Ford Figo– The Ford Figo in India uses the same diesel motor as derived from the Ford Fiesta in India. The 1.4 liter 4 cylinder engine pumps out 68 Bhp of peak power and 160 Nm of torque. It is mated with one of the slickest 5 speed manual transmissions in the market. The short gearing and easy shifting gears help overcome the power deficit that this car possess. It races from 0-100 kmph in 16.33 seconds and reaches a top speed of 138 kmph. The diesel engine as I had experienced from the Ford Fiesta is a responsive unit but then it doesn’t take kindly to be been revved. The clutch action is also very light. In gear roll on figures are also okay for its segment but then it is nothing exceptional.
Braking is achieved via discs at the front and drums at the rear.

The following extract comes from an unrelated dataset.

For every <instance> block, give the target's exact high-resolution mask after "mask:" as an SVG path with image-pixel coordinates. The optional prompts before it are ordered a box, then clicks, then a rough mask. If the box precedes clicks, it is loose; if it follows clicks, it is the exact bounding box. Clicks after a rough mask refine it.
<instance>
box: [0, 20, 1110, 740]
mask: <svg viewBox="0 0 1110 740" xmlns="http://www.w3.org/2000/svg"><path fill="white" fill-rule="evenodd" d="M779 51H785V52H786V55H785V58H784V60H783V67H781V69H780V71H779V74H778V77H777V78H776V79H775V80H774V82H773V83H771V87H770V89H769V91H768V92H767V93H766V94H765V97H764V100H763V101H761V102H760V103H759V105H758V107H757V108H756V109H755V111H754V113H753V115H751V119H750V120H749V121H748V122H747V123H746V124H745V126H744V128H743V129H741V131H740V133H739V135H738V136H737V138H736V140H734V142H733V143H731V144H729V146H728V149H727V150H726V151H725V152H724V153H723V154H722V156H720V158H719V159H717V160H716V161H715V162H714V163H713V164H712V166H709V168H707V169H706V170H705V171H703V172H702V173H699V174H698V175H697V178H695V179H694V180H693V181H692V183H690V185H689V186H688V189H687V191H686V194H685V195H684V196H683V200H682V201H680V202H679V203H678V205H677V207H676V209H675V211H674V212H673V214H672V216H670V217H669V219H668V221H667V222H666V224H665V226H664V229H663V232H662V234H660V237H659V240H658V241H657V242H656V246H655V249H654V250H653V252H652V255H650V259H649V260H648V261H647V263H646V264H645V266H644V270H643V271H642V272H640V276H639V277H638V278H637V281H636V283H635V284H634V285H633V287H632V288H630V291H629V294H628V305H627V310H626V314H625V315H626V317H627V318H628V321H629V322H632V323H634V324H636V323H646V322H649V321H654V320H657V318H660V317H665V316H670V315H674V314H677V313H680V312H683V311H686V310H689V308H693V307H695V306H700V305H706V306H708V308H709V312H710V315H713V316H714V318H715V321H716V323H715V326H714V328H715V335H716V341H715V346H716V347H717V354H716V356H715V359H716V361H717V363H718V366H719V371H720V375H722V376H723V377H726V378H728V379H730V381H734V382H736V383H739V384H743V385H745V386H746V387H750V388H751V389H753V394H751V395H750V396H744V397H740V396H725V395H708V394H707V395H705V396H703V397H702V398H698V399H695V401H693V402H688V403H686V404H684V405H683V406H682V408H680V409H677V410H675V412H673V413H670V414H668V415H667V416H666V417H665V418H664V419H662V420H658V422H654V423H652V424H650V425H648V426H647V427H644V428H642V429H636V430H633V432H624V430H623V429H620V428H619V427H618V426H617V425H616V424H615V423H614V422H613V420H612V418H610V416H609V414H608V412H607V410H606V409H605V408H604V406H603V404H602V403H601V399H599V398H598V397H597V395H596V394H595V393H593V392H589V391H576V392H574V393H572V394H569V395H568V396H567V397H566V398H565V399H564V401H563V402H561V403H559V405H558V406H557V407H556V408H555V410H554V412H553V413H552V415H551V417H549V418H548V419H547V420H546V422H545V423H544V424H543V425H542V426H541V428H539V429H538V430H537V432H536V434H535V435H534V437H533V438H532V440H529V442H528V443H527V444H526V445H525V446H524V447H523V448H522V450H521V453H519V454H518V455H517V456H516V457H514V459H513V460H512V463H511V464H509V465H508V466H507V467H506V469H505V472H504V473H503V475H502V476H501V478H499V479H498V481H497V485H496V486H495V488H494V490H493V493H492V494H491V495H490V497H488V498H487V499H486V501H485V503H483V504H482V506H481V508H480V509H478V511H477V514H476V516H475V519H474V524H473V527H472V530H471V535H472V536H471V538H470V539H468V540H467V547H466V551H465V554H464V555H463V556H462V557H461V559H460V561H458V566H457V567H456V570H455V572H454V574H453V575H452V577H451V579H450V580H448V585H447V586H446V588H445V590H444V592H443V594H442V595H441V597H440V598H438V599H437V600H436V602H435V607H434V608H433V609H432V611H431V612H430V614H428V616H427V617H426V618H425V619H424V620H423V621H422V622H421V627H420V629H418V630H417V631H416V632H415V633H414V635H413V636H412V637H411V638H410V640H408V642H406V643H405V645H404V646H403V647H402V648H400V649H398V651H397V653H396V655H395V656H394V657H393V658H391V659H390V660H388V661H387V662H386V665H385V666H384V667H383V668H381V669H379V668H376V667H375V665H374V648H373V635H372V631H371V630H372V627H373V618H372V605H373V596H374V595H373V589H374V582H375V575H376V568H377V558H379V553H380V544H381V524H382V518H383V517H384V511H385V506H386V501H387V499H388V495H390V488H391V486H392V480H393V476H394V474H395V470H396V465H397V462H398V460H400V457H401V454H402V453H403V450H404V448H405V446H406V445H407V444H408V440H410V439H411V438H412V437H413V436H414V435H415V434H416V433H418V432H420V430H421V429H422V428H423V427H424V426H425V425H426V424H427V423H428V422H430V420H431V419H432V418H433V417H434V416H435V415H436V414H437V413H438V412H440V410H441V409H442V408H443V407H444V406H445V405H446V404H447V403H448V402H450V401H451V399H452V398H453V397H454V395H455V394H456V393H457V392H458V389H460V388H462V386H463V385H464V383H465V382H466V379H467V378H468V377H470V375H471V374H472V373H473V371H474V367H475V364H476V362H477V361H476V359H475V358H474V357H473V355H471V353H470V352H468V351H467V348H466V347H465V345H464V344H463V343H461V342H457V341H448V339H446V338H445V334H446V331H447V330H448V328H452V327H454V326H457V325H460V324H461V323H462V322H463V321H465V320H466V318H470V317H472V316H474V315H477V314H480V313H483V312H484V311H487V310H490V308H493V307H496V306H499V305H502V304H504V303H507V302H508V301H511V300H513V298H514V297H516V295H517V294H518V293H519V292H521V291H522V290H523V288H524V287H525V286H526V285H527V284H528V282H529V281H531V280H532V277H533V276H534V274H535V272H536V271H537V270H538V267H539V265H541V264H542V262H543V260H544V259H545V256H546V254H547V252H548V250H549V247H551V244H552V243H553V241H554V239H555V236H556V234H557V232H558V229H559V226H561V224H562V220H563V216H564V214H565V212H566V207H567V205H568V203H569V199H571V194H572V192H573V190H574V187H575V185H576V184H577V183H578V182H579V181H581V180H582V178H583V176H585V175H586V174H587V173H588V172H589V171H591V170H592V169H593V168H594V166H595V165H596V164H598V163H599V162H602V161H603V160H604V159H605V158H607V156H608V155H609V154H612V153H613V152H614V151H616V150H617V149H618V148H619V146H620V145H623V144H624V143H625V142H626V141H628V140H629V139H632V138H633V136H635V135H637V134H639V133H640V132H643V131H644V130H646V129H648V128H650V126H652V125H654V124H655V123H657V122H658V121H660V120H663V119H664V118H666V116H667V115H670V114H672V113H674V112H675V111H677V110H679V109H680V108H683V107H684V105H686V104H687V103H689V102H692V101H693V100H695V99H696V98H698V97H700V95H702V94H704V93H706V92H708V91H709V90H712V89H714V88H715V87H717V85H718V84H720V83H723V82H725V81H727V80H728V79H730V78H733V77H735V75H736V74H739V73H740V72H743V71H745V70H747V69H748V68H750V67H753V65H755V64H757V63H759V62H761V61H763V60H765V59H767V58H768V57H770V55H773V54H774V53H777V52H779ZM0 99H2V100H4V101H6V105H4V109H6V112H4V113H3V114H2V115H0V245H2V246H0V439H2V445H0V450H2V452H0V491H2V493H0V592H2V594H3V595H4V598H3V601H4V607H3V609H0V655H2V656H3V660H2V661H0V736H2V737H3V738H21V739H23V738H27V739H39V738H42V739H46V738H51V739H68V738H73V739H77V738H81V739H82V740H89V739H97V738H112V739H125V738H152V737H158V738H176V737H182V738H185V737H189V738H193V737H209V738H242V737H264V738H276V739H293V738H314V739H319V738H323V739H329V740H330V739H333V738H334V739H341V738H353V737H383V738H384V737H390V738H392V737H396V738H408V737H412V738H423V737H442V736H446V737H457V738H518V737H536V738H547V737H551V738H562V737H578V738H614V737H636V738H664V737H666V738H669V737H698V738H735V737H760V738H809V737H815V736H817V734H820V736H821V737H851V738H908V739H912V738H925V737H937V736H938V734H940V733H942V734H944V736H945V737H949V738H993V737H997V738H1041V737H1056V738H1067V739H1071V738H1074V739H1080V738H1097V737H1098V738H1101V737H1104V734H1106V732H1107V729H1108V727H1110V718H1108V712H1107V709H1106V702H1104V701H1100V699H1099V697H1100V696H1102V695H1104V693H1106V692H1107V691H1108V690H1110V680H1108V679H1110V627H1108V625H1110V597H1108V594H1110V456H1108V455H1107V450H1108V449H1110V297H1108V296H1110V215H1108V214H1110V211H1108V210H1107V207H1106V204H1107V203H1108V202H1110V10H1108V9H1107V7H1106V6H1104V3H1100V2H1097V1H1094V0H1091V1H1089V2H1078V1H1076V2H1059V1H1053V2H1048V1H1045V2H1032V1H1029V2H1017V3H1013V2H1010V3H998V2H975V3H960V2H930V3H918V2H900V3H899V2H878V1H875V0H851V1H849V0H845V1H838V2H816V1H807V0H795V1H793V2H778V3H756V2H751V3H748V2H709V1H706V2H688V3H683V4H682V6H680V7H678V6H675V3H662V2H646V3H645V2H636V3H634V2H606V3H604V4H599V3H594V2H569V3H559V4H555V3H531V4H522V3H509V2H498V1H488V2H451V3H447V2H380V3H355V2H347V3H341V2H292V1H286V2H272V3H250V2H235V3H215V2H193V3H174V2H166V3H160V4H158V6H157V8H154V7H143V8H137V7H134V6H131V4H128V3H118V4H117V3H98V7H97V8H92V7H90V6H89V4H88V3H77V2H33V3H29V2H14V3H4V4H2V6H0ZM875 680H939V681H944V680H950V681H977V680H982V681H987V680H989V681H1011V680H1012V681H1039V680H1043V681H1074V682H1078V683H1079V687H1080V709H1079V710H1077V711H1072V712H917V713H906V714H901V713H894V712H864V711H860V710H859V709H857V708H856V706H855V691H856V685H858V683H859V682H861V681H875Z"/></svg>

The Ford Figo Tdci Titanium variant also gets ABS and ESP as part of its package. Brake feel could have been a bit better on this though. As far as safety goes, Ford Motors India Limited have offered the car with dual air bags, collapsible steering column and three point seat belts.

Fuel efficiency is what the puny motor delivers in spades. It gives 14.1 kmpl in the city whereas the shorter gearing sees it deliver only 18.5 kmpl on the highway.

Nissan Micra- The 1.5 liter 4 cylinder diesel engine for the Nissan Micra in India is derived from the Renault Logan. This engine makes 63 Bhp and 160 Nm of torque. Though low in capacity and power output than the competition here, the Micra more than makes up with its low kerb weight of 1008 kgs, which is about 120 kgs less than the Ford Figo. But this engine has almost no turbo lag and helps in propelling the car from 0-100 kmph in a good 15.7 seconds. The widespread torque and its linear power delivery coupled with the free revving nature of the motor helps this car to achieve a top speed of 143 kmph. The engine does sound a bit strained at this speeds but then, not much than the Figo’s. Due to negligible turbo lag, this engine even fares better in the in gear roll on figures. This car is geared tall in the interests of eking out better fuel economy(ARAI promising 23 kmpl).

The brake pedal feel is exemplary in the Nissan with the car offering discs at the front and progressive drums at the rear. Unfortunately, in the interests of cost cutting, ABS has been skimped. Not that I missed it much in the testing phase but then in emergency situations, it would definitely be a life saver.

Speaking of skimping, the company has also skimped on giving a passenger airbag, even as an option. The other safety aids are driver airbag, side intrusion beams, seat belts and collapsible steering column.

Fuel efficiency is where even the Renault Logan derived motor shines. It delivered 14.6 kmpl in the city and the highway figure was somewhat close to what ARAI claimed, at 20.5 kmpl.
This one goes to the Nissan Micra dCi for its frugal and easy driving nature.

Nissan Micra - Overall Evaluation

The Nissan Micra is a very competent and well engineered product. It has all the right ingredients to make it the next big thing in the hatch segment. To start with, it is Japanese it is spacious, comes loaded with technology & safety features and is a no-nonsense, easy to drive urban commuter. It is on par with its competitors when it comes to performance as well. Being Japanese, we expect it to be hassle-free to run and own and we expect the Micra to be low on maintenance costs.